Premier Mastic Asphalt

Detail Finishes


In the case of concrete, brickwork and similar sub-structures a two-coat asphalt skirting is necessary at all upstands to a nominal thickness of 13mm and a minimum height of 150mm above finished roof level, a two coat angle fillet being formed at the junction of the vertical and the flat. The top of the skirting is splayed and turned into a chase 25mm x 25mm unless the asphalt continues horizontally. Skirtings above 300mm high are regarded as “shown vertical” and asphalt is applied in three coats to a nominal thickness of 20mm.

Fig 1.3
Fig 1.4

Where the substructure consists of timber board, plywood, woodwool slabs or decking units which are liable to slight lateral movement require a free-standing splayed timber kerb fixed to the sub-structure minimum 12mm clear of walls and upstands. The asphalt is then applied in three coats to a total thickness of 20mm on to bitumen coated expanded metal lathing fixed over black sheathing felt.

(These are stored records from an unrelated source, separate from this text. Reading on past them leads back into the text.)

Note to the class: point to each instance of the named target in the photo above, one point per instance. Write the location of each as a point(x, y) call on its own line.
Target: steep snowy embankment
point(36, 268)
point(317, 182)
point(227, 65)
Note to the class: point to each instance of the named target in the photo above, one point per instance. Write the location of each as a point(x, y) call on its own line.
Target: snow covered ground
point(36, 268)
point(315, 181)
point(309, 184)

The skirting is cover-flashed and protected by an application of solar reflective paint. (Fig. 1.4).

Where insulation is used beneath the asphalt a minimum 25mm wide support leg to the skirtings is essential.(Fig. 1.4)


Perimeter kerbs may be completed with a G.R.P. edge trim fixed at 300mm max. centres (Fig. 1.5). Alternatively an asphalt apron with an undercut drip may be formed (Fig. 1.6 and 1.7).

Fig 1.5
Fig 1.6
Fig 1.7


Where the roof fall is into an eaves gutter the asphalt can be finished over a lead flashing set into a rebate in the sub-structure. The lead must be welted at the back and the depth of the rebate must allow for a full thickness of asphalt over the welt. (Fig. 1.8).

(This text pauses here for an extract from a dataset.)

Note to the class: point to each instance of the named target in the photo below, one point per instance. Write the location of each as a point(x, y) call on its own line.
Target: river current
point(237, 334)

Alternatively, an asphalt apron or purposely made GRP Edge Trim can be used.

Fig 1.8


A number of outlets can be used in conjunction with asphalt roofing but cast iron or spun aluminium outlets with a bellmouth and internal clamp ring are particularly recommended (Fig. 1.19)

Where a Syphonic drainage system is required, the outlets must be designed sopecifically for use with mastic asphalt.

At outlets through parapet walls asphalt is lapped onto a pre-formed lead chute which is taken through the wall into hopper head.

Fig 1.19


Projections fixed in or passing through the roof, such as handrails, stanchions and metal pipes, can usually receive an asphalt collar direct. The asphalt is dressed 150mm above finished roof level and the upper edge protected with an apron flashing (Fig. 1.10). In situations where asphalt can not be applied directly to the projection a lead sleeve should be fixed to the substrate.

Fig 1.10


These can be lined in asphalt to follow any shape of contour in the sub-structure. Where a gutter is formed between a parapet wall and a tiled or pitched roof, the asphalt is carried up the slope and over the tilting fillet. (Fig. 1.11).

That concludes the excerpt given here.